I am using Kruschke’s HDI+ROPE rule in R with the sjstats package by @strengejacke (equi_test function). The function tests the HDI+ROPE rule for each of the fitted posterior distributions of the parameters in the model, i.e. returns whether to accept/reject/leave undecided the null hypothesis. Now, since I am using a log-normal distribution, this is done on the log scale, i.e. it tests if a parameter has some influence on the predictor (mean of the log-normal distribution), if I understand correctly. Does this imply that this result about the parameter is also valid with respect to the model response, i.e. on the data scale, or is it necessary to predict those values first and then evaluate their distribution?


#2

Note that in case of correlating covariates, the marginals used for HDI+ROPE can be misleading. That is in case of collinear covariates it may look like none of the variable is relevant even if all are. See collinear and bodyfat examples in https://avehtari.github.io/modelselection/ (there’s also answer how to do variable selection in case of collinearity).

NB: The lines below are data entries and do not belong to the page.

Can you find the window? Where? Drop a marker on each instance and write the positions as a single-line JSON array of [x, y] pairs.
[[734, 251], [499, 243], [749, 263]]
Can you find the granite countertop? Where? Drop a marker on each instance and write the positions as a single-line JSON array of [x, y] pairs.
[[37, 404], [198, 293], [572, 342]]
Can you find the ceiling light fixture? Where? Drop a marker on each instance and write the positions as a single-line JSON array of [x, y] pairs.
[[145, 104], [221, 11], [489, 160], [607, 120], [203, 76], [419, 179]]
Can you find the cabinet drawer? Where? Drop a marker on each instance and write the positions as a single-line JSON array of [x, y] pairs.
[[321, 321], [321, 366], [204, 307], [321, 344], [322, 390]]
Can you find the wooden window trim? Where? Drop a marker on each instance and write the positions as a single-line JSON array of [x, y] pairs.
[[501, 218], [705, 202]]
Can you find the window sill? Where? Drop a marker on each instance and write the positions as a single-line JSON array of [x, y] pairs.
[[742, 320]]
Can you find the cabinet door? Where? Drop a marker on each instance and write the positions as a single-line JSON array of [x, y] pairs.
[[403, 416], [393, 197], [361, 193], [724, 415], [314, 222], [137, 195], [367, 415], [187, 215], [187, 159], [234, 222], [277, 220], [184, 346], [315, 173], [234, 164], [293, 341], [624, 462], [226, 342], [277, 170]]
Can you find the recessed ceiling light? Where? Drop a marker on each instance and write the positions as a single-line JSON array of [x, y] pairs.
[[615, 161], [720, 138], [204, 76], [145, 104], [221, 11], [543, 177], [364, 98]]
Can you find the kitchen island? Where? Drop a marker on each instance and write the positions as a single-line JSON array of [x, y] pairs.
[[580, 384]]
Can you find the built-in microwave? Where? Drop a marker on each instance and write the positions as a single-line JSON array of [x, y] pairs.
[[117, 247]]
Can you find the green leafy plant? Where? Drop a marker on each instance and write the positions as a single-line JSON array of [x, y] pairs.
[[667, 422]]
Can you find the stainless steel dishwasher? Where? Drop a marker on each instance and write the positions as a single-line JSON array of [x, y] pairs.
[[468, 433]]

Highest posterior density interval (HDI) is not invariant to transformations, and thus HDI in the data scale can be different and you may get different result for ROPE. If the covariates are independent you could 1) use central interval instead of HDI, or 2) use posterior_linpred() to get to the data scale before computing HDI.


#3

Thank you for your suggestions.

I am not sure I understand this correctly. Can you clarify what you mean by independent?

Do you mean the equal-tailed credible interval? My understanding was that HDI is more “robust”, especially for skewed distributions.


#4

Just the usual covariate independence assumption, ie covariates are independent if their joint distribution p(x_1,x_2)=p(x_1)p(x_2). See collinear and bodyfat examples in https://avehtari.github.io/modelselection/ for cases with dependent covariates, ie collinear or correlating covariates and what is the effect that has to the joint posterior of coefficients.

Yes.

I think robust is the wrong word here (we could even say that computation of HDI is more fragile). HDI may be better summary for skewed distributions, but as it is not invariant to the transformations you need to compute it in the specific scale you are interested in. In this case you need to think what summary is describing in the best way the information in the distribution. I think problem with HDI+ROPE, is that it is hiding some of the information and the focus is too much on “significance testing”, and even if you use it, I recommend to look at the whole posterior, too.